After Eisenhower had completed his manuscript and turned it over, he told the publishers he was afraid he was sticking them with a white elephant. They smiled and said that, to the contrary, they were not sure they were treating him fairly. That was indeed the truth. The book that resulted was reprinted and serialized and appeared in many different editions, and was translated into twenty-two foreign languages. It sold by the millions; indeed by some accounts only Dr. Benjamin Spock and the Bible outsold Eisenhower in the twentieth century. On a regular contract, the publishers would have had to pay out far more in royalties to Eisenhower than they did in the one-lump-sum payment, and even after paying personal income taxes on the royalties, Eisenhower would have retained much more than he did get to keep. The real beneficiary of the deal was the publisher, not Eisenhower.

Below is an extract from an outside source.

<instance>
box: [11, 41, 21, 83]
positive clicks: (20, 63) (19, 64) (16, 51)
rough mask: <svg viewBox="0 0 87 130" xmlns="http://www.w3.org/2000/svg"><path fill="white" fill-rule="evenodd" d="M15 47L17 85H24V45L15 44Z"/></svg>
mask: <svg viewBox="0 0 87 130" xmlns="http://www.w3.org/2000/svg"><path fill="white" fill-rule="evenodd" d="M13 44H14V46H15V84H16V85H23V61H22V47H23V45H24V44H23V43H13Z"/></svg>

In preparing himself for the task of writing the manuscript, Eisenhower began by rereading Grant’s Memoirs. It was the best possible choice of a model, and Eisenhower used it well. He gathered together his wartime letters, reports, diary entries, and other documents. He employed three secretaries, and immediately after turning over his job to Bradley, he started writing. Or rather, dictating. His method was to begin at 7 A.M., over breakfast. At lunch, he was often joined by the editors. He would continue dictating until 11P.M. He worked at this sixteen-hour-a-day pace for most of February and all of March and April. It was a blitz, as he called it, one that few men of his age could have done. Or many younger men, either—the determination, self-discipline, and concentration he had to summon to maintain such a schedule was enormous. He never complained, indeed enjoyed reliving the war, and having all that money waiting for him when he finished—the money that would buy him and Mamie that retirement home someday—was highly motivating.

The book itself, Crusade in Europe, published in late 1948, was greeted with almost unanimous critical acclaim, along with praise for its author’s modesty, candor, fairness, tact, and general humanity. It was called the best American military reminiscence (with the possible exception of Grant’s), and “the work of the best soldier-historian since, perhaps, Caesar and his commentaries.”74 Crusade in Europe not only gave Eisenhower financial security; it stood the test of time (it was still selling briskly in the 1980s), and it added immeasurably to his popularity. It was a book worthy of the man and his services to the nation.